"Every error involves a contradiction; for since someone who commits an error doesn’t want to do that, but to act rightly, it is clear that he isn’t doing what he wants. For what does a thief want to achieve? Something that is to his benefit. If theft, then, is contrary to his benefit, he isn’t doing what he wants. Now every rational mind is by nature averse to contradiction; but as long as someone fails to realize that he is involved in a contradiction, there is nothing to prevent him from carrying out contradictory actions; when he becomes aware of it, however, he must necessarily turn aside from the contradiction and avoid it, just as harsh necessity forces one to renounce what is false as soon as one realizes that it is false, although one assents to it as long as its falsity remains unapparent." (v. 1-3, p. 140).

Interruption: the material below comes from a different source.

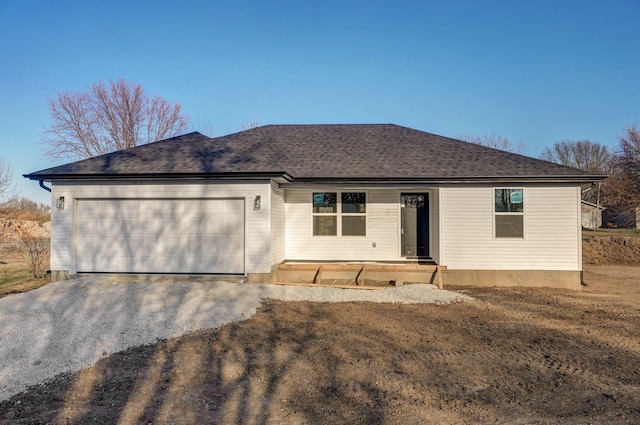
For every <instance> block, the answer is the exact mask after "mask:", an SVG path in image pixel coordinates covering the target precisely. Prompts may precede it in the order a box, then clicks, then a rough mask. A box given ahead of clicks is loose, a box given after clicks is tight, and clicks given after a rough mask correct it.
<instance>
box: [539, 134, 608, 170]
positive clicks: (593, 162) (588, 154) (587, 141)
mask: <svg viewBox="0 0 640 425" xmlns="http://www.w3.org/2000/svg"><path fill="white" fill-rule="evenodd" d="M540 159H544V160H545V161H550V162H555V163H556V164H562V165H566V166H567V167H573V168H577V169H580V170H584V171H587V172H589V173H594V174H608V173H609V172H610V171H611V167H612V165H613V162H614V155H613V154H612V153H611V152H610V151H609V149H608V148H607V147H606V146H605V145H601V144H599V143H594V142H591V141H589V140H578V141H573V140H562V141H560V142H555V143H554V144H553V146H552V147H551V148H549V147H546V148H544V150H543V151H542V153H541V154H540Z"/></svg>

"For if anyone can make that clear to him, he'll renounce his error of his own accord, but if you fail to show him, don’t be surprised if he persists in it" (v. 5, p. 140)
"Make the ruling centre aware of a contradiction, and it will renounce it; but if you fail to make it clear, blame yourself rather than the person whom you’re unable to convince." (v. 7, p. 141)
In summary, we must assume people are rational and want to do what is right. We must also assume that once a person is taught correctly, they will act correctly. Furthermore, if we attempt to correct others, we must not become shocked if they don't immediately change. Do your best to teach and correct others, but don't fault yourself if you're unable to change their mind.
Marcus Aurelius prodded himself to always be in the mindset of, not blame, but of helping and teaching others in Book 6.27 and again in Book 5.28.